Meraki is evidently some sort of combined wireless router and ad-supported public wifi provider. The website doesn’t explain how it works very well, though. From what I can gather, it seems that in the standard/normal one-device residential deployment, you plug a Meraki device into your cable modem, and it provides wireless access to the internet. The difference between this a regular wireless router is that it offers two sorts of connections: (a) a WPA password protected connection that works pretty much exactly the same as a wireless router; and (b) a public (throttled) connection, open to anyone, that delivers ads. (You can disable (b).)

Another significant difference is that instead of configuring it via connecting to a webserver built into the device itself, you use an admin area on meraki.com. So, by design, it “phones home”. I can’t figure out how often it connects, or what information it sends and receives. (It must be getting the ads from meraki.com.)
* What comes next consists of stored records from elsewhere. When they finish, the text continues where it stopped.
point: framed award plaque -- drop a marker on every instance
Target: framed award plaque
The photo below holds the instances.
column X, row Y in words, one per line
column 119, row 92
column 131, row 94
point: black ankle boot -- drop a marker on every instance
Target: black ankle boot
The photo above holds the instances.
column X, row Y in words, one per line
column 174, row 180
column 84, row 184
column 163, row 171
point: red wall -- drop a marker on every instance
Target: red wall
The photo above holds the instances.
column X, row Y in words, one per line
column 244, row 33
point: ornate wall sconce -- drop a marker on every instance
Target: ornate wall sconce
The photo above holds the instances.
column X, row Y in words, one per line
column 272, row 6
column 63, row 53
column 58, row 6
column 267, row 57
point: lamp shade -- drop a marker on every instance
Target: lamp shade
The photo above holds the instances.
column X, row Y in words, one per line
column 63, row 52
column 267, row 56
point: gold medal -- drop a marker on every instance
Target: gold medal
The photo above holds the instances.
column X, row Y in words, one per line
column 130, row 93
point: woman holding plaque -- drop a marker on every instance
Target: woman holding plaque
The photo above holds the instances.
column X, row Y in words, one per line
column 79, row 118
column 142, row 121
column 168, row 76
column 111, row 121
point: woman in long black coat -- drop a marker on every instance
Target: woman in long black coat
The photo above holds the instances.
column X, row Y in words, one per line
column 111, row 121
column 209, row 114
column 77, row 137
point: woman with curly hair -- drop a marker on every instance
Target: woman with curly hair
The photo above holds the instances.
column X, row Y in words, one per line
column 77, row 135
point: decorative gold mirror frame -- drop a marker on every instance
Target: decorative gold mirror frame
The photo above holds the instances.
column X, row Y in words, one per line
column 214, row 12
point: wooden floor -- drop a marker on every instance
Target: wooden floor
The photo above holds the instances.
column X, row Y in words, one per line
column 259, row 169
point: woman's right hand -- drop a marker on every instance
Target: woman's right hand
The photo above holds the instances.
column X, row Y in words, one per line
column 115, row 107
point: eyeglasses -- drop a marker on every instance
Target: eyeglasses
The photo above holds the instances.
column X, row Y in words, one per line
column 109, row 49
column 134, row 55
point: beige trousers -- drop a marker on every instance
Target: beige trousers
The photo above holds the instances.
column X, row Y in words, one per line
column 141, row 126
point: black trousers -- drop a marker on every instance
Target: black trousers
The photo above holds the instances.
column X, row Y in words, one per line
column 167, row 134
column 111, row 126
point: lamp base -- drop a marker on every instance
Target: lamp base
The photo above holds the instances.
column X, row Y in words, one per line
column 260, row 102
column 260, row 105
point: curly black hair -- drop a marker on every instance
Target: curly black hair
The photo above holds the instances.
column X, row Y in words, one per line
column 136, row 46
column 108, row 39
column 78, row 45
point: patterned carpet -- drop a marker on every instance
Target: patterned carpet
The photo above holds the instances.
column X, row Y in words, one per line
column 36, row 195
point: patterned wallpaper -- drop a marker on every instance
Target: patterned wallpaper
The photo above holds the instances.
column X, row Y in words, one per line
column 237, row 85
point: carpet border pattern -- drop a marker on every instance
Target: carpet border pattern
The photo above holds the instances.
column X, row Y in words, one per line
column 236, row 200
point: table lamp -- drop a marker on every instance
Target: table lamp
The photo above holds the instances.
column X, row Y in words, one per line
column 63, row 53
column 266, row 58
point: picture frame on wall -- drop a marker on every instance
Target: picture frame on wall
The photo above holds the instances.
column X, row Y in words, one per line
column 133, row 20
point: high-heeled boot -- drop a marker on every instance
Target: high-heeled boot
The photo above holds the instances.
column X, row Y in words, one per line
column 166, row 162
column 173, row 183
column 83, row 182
It looks like the ads are served by rewriting HTML–is this correct? And if so, are all other ports untouched? Do https pages work?

The Meraki also supports some wifi mesh system, whereby you can essentially connect a whole bunch of Meraki devices to power and the internet (at least one needs an internet connection), and it will create one big wifi network and figure out how to route traffic from one device to another and finally out onto the internet. But I’m not so interested in this bit.

uPNP isn’t supported and port forwarding is difficult (maybe impossible on the smallest Meraki).

The Meraki business model seems to be somewhat similar to that of fon–how do they compare?